De plus, cette suppression va poser la question de la juridiction de remplacement car il n’est pas certain que le droit commun donne au juge pénal une compétence générale pour tous les actes de gestion des élus qui relevaient auparavant de la CJR et il n’est pas certain que le juge pénal soit le mieux placé pour réprimer certains actes de mauvaise utilisation de l’argent public.
Il ne faut donc pas s’arrêter en si bon chemin. Le gouvernement doit profiter de la loi qui va être discutée pour supprimer de notre dispositif législatif une autre aberration ancienne, qui n’est plus justifiée aujourd’hui. Une réforme qui toucherait la vie quotidienne de nos concitoyens et qui pourrait avoir une grande portée si on considère le nombre d’actes de gestion potentiellement concernés.

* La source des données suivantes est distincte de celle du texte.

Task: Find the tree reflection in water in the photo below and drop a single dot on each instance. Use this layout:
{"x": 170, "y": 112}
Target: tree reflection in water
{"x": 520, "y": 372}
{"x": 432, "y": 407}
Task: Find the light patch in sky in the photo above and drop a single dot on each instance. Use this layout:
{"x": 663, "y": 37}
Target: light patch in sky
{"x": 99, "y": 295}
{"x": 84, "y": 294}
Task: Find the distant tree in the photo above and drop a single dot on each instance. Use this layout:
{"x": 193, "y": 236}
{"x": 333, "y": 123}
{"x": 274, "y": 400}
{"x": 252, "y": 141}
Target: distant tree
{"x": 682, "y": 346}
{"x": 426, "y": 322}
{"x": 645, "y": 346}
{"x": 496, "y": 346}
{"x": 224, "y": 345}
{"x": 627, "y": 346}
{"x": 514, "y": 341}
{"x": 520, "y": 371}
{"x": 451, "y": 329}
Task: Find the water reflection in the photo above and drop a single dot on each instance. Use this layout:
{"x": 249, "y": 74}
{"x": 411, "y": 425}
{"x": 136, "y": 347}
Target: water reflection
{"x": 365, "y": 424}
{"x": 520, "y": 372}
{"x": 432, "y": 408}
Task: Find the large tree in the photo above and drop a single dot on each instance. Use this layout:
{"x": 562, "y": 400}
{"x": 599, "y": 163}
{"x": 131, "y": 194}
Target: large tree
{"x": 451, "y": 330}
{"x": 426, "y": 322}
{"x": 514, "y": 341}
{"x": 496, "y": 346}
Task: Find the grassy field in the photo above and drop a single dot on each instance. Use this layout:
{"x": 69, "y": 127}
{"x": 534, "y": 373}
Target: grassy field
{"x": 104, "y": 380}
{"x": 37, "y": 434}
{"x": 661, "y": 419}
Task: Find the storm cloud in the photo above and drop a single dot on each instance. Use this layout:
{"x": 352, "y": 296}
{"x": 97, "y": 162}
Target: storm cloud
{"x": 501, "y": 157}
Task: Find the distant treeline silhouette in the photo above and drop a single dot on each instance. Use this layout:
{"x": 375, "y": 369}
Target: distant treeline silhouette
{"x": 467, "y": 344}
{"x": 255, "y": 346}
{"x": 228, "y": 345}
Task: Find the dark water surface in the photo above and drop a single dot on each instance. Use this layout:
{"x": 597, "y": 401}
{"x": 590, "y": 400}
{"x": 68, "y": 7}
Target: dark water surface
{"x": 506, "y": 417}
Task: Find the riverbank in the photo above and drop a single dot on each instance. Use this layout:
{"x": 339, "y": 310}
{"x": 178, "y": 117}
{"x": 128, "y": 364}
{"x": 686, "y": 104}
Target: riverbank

Supprimer l’immunité des gestionnaires publics
En application de l’article L312-1 du code des juridictions financières, tous les agents publics susceptibles d’avoir ordonné irrégulièrement des dépenses sont justiciables devant une juridiction de droit commun spécialisée, la Cour de discipline budgétaire et financière (CDBF).
Mais cette justice ne s’applique pas à tous. Le deuxième paragraphe du même article prévoit que les membres du gouvernement et les présidents des exécutifs locaux lui échappent pour les actes accomplis dans l’exercice de leurs fonctions. Il s’agit donc bien d’une immunité de juridiction dont bénéficient les ministres, les maires et les présidents de collectivité locale. Elle est d’autant plus anachronique, en ce qui concerne les exécutifs locaux, que le mouvement de décentralisation a considérablement accru, depuis plus de trente ans, le montant des fonds publics qu’ils gèrent sans que la loi ne se soit adaptée à cette situation.
Même si, dans leur immense majorité, ces gestionnaires publics font preuve de rigueur, d’honnêteté et d’efficacité, et surtout pour cette raison, la moralisation de la vie publique passe aussi par la suppression de leur immunité en ce qui concerne la gestion de l’argent public. Il ne s’agit en somme que de mettre sur un pied d’égalité les élus et les fonctionnaires qui les servent.